Ingrid Behnks (r.) Mittelpunkt: Der Laden mit Poststelle von Christa Laudenberg (l.) und ihrer Tochter Pia Breidenstein. 

Rhein-Berg – „Lebensmittel Höller“ steht über der Ladenmarkise, darunter jedoch werden auch mal wilde Tiere angeboten: Löwen, Tiger und Elche sitzen zwischen Nudeln, Waschmittel und Unterwäsche in den Auslagen. Und wer möchte, bekommt im wohl letzten „Tante-Emma-Laden“ Overaths auch belegte Brötchen. „Als die ganzen Discounter kamen, mussten wir unser Sortiment eben etwas anpassen“, sagt Einzelhändler Eduard Höller.

In seinem Laden an der Straße nach Lindlar, im letzten Außenposten Overaths vor der Grenze nach Oberberg beginnt die zweite Etappe der Lokalredaktion-Sommertour. Keine Frage, der Laden von Höller ist ein wichtiger Mittelpunkt nicht nur für die Menschen im Nordosten des Overather Stadtgebiets.

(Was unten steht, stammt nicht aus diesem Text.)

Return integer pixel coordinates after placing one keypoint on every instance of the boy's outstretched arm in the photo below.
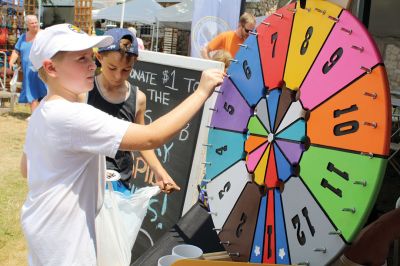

„Gerade wegen der Stofftiere kommen die Leute auch aus Leverkusen oder Köln mit ihren Enkeln hierher“, sagt Höller, dessen Großvater das Geschäft 1924 gebaut hat.

Im „Kaufhaus des Westens“

„Na, wart ihr schon im Kaufhaus des Westens?“, empfängt uns gegenüber Winfried Voß von Gummi Berger, dem Reifendienst samt Kfz-Werkstatt am Landstraßenabzweig, und zieht mit Jahrespraktikantin Carlotta Pieper die Radmuttern des Redaktionsmobils nach.

Bus-Pilot Norbert Kuhl und Schaffner Benny Promberger erzählen dem Verkaufsleiter vom Plattfuß, den der Bus mal auf der Rückfahrt vom Karnevalsempfang in der Lokalredaktion hatte: Das ganze Schmölzchen der Overather Tollitäten habe beim Reifenwechsel mit angepackt.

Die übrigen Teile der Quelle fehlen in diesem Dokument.